As to your question (1), the answer is: all of AC is needed.

Lemma: if $f:A\times B\to C\cup D$ is injective, $C\cap D=\varnothing$, and at least one of $A,B,C,D$ is well ordered, we have $|A|\leq|C|\vee|B|\leq|D|$. (By symmetry, one has $|A|\leq|D|\vee|B|\leq|C|$ as well!).

Proof: By symmetry, we may assume either $A$ or $C$ can be well ordered.

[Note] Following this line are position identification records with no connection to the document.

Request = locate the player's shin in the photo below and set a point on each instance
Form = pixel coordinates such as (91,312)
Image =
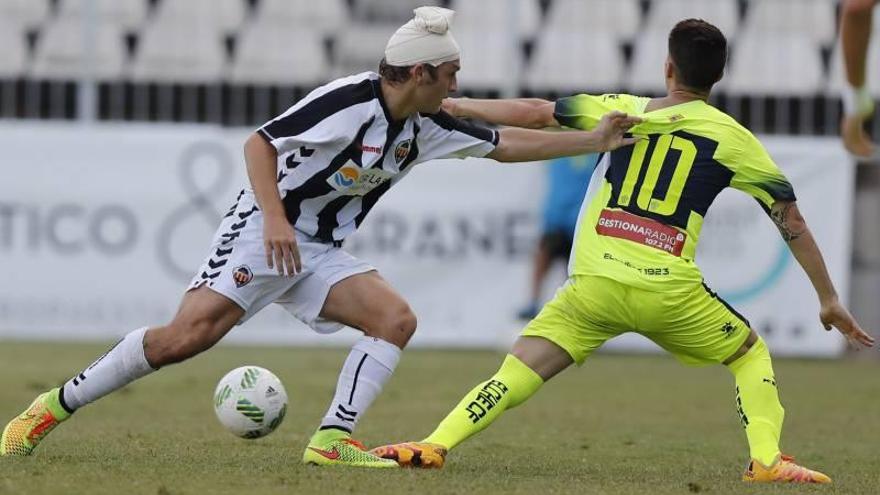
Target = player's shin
(368,366)
(124,363)
(758,403)
(512,385)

Let $R$ well order $A$. If $\forall_{b\in B}\exists_{a\in A}f(a,b)\in D$, then $b\mapsto f(a,b)$ gives an injection $B\to D$, where for $b\in B$ we take $a$ to be the $R$-minimal $x\in A$ such that $f(x,b)\in D$. If not, it follows that $\exists_{b\in B}\forall_{a\in A}f(a,b)\in C$, and in that case the assignment $a\mapsto f(a,b)$ injects $A$ into $C$ for such a $b$.

Now let $S$ well order $C$. If $\forall_{a\in A}\exists_{b\in B}f(a,b)\in C$, we get an injection $A\to C$ by letting $a\mapsto$ the $S$-minimal $c\in C$ for which there exists a $b\in B$ with $f(a,b)=c$. And if $\exists_{a\in A}\forall_{b\in B}f(a,b)\in D$, then for such an $a$ the prescription $b\mapsto f(a,b)$ defines an injection $B\to D$.

Hence $|A|\leq|C|\vee|B|\leq|D|$ in both situations. Reversing the roles of $C$ and $D$ in the $R$ wo $A$ case, and of $A$ and $B$ in the $S$ wo $C$ case, we find that, equally, $|A|\leq|D|\vee|B|\leq|C|$, $\Box$.

EDIT: the condition $C\cap D=\varnothing$ was never used in the proof, so it can be discarded.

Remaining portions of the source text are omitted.